Na indústria náutica sua aplicação é destinada à peças que necessitam de uma eficiência estrutural muito alta ou que precisem ter baixo peso para que o centro de gravidade da embarcação não fique muito alto e prejudique a estabilidade da navegação. Ou seja, não são apenas os barcos de regata que fazem uso desse tipo de reforço, mas muitos estaleiros acabam utilizando fibras de carbono para construção de casarias e principalmente de hard tops.

Assim como existem diferentes variedades de fibra de vidro, existem diferentes variedades de fibras de carbono. A diferença entre elas se concentra principalmente na combinação entre resistência à tração e módulo de elasticidade, como indicado no Gráfico 1.

Gráfico 1. Classificação das fibras de carbono

As fibras de carbono de módulo padrão, conhecidas no mercado como fibras de Standard Modulus, possuem módulos de elasticidade até 230 GPa ou um pouco superior. São as fibras de carbono com melhor custo-benefício considerando tanto a resistência à tração quanto a rigidez do material, com fios construídos com 1k a 24k filamentos.

As fibras de módulo intermediário, ou Intermediate Modulus, possuem módulos de elasticidade que variam entre aproximadamente 290 e 330 GPa.
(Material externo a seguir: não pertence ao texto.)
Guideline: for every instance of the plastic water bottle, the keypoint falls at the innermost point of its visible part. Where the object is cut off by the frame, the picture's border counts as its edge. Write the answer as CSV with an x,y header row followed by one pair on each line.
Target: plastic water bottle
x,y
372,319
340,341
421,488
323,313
Existe uma grande variedade dessa classe de fibras de carbono, que também são conhecidas como High Strength porque apresentam a melhor resistência à tração. A diferença entre os conceitos de resistência e módulo de elasticidade já foi abordada em vários tópicos e detalhes no blog. 

As aplicações das fibras de módulo intermediário são bastante amplas, incluindo as áreas aeroespacial, industrial, entre outras. Por sua ampla gama de opções, elas apresentam diversos preços e propriedades para atender as diferentes demandas desses mercados. Os fios dessa classe de fibras de carbono são construídos com uma quantidade de filamentos que varia ente 6k e 36k.

Por fim, as fibras de carbono de alto módulo, também chamadas de High Modulus, podem alcançar módulos de elasticidade de até 640 GPa. São normalmente utilizadas em aplicações onde a expansão térmica é um fator crítico, já que seu coeficiente de expansão é muito baixo. Isso inclui estruturas aeroespaciais e até mesmo artigos esportivos de altíssimo desempenho. Os fios das fibras de carbono de alto módulo são compostos por uma quantidade de filamentos que varia entre 3k e 12k.

Ao selecionar o melhor tipo de fibra de carbono para o seu projeto, o construtor deve também verificar qual o tratamento superficial a fibra recebeu, já que isso definirá qual o sistema de resina será compatível com os filamentos. Em geral esse tipo de reforço é compatível com sistemas de resina epoxy e, mais raramente, com resinas estervinílicas e poliéster.

As subclassificações dentro dos tipos de fibra de reforço são mais algumas das inúmeras variáveis que o construtor deve estar atento no momento de selecionar os melhores materiais para seu barco.